I have a deployment with 4 machines, deployment goes well until all four reach good state but the issue is, when more that one machine is active i get too much endless logs and the system is not working, when i go to dashboard and shop 3 machines, leaving one active it works fine, am just wondering if fly have a mechanism that handles that, because after some minutes i find another machine have started automatically and previous didn’t quit… Im having a hadr time.

This is rather hard to follow, unfortunately.

and the system is not working

Would you be more specific here?

and shop 3 machines, leaving one active it works fine

Do you mean stop 3 machines?

after some minutes [I] find another machine have started automatically and previous didn’t quit

How many machines do you actually want running? May we see your TOML config?

Yes I meant stop: I scaled from my shell 4 machines which they start well, but I realize when more than 1 machine is active my service is broken. Being specific am running an automated customer service bot and so when more that one instance is running the bot wont work or it will send duplicated response for every one question, so i went on my dashboard and shut 3 machines, leaving one active, that was pretty awesome, but after sometime the machine turns back on automatically. Does fly have a mechanism to ensure only one machine runs at a time or by default your service runs multiple instances at once ?

Right, you’re fixing it in the wrong way. Keep multiple machines running, and create a system at the application level for an instance of your code to create a “reservation” on a new conversation.

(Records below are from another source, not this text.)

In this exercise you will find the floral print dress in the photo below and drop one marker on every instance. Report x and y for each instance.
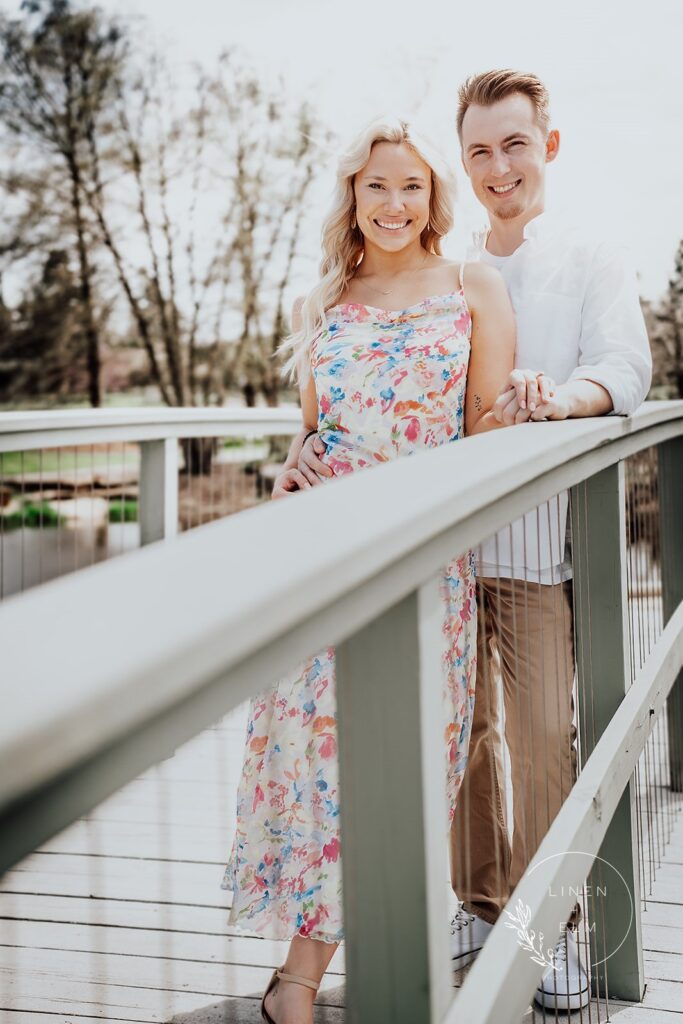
(389, 383)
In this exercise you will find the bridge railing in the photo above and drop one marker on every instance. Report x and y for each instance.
(196, 627)
(78, 486)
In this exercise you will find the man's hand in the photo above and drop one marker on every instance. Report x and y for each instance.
(309, 464)
(289, 482)
(524, 393)
(559, 407)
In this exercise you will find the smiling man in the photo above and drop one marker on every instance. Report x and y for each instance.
(582, 350)
(579, 324)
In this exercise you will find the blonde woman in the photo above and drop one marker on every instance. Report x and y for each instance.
(396, 350)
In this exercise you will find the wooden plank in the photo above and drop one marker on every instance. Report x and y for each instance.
(664, 995)
(29, 971)
(630, 1014)
(580, 825)
(144, 840)
(229, 1012)
(114, 878)
(663, 914)
(387, 889)
(598, 531)
(235, 949)
(664, 967)
(159, 489)
(118, 913)
(185, 666)
(664, 939)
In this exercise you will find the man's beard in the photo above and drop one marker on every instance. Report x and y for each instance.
(509, 212)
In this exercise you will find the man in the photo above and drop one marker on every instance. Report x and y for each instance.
(579, 323)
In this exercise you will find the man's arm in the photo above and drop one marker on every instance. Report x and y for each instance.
(614, 348)
(615, 365)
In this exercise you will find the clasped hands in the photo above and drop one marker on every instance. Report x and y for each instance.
(530, 394)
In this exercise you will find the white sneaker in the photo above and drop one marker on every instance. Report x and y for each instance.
(566, 986)
(468, 936)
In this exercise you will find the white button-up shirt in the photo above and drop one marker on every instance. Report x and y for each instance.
(579, 317)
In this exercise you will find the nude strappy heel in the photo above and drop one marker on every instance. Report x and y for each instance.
(279, 975)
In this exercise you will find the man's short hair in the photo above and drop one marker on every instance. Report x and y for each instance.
(487, 88)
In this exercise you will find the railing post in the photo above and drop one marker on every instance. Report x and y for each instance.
(671, 560)
(601, 629)
(393, 818)
(158, 508)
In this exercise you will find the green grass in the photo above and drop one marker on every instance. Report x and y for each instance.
(123, 511)
(32, 515)
(17, 463)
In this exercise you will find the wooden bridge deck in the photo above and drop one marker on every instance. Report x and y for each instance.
(121, 918)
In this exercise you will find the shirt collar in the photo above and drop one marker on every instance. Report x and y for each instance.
(531, 230)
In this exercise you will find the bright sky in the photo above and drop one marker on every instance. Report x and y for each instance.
(613, 69)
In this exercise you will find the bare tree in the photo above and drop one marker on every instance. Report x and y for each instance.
(667, 338)
(57, 68)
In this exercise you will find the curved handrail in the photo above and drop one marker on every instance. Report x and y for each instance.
(43, 429)
(235, 601)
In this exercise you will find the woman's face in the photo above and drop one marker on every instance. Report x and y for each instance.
(392, 195)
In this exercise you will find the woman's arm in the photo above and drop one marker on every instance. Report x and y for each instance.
(493, 345)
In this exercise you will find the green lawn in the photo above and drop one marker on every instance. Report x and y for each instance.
(51, 460)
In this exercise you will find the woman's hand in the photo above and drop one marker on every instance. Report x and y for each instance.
(524, 392)
(309, 460)
(288, 482)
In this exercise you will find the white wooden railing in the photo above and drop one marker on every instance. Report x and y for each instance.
(157, 431)
(201, 624)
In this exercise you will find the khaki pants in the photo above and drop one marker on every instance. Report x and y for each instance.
(524, 641)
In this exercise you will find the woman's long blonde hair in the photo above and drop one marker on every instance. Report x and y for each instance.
(343, 241)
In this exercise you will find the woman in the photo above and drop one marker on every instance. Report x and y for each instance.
(383, 347)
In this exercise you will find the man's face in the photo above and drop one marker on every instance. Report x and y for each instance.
(505, 153)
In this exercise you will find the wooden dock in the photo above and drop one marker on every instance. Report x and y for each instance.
(121, 916)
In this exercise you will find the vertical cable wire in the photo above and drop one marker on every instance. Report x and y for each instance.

I think the easiest way to do this is to have a relational database that all instances share, and they update a conversation with their hostname, using SQL record locking, so that only one can succeed. This works because it does the status fetch and the hostname update in the same atomic operation.

You could design it so that each instance reserves a whole conversation (and so machines need to live for the whole of a conversation) or instances bid for messages, so that if a machine fails midway through a conversation, another machine will pick it up.

(Using my edit permissions, I have amended the title of this thread to more accurately reflect the nature of the problem.)

1 Like

You could scale the machines down to just running one machine for the application with fly scale count 1. This should destroy the extra machines and only one machine would be running, there is docs on this here: Scale the Number of Machines · Fly Docs

There is logic that will automatically bring up machines you stopped, when they get traffic, that’s documented here: Autostop/autostart Machines · Fly Docs

1 Like

True, but there is Fly advice elsewhere that important apps should contain at least two machines, so that if host hardware fails, there is still another instance to pick up the slack. (My prototype app featuring just one machine has been surprisingly stable, but there’s quite a few reports hereabouts from less lucky customers.)

1 Like

There seems to be a fundamental architectural problem with how OP is processing requests. Perhaps they can provide more details.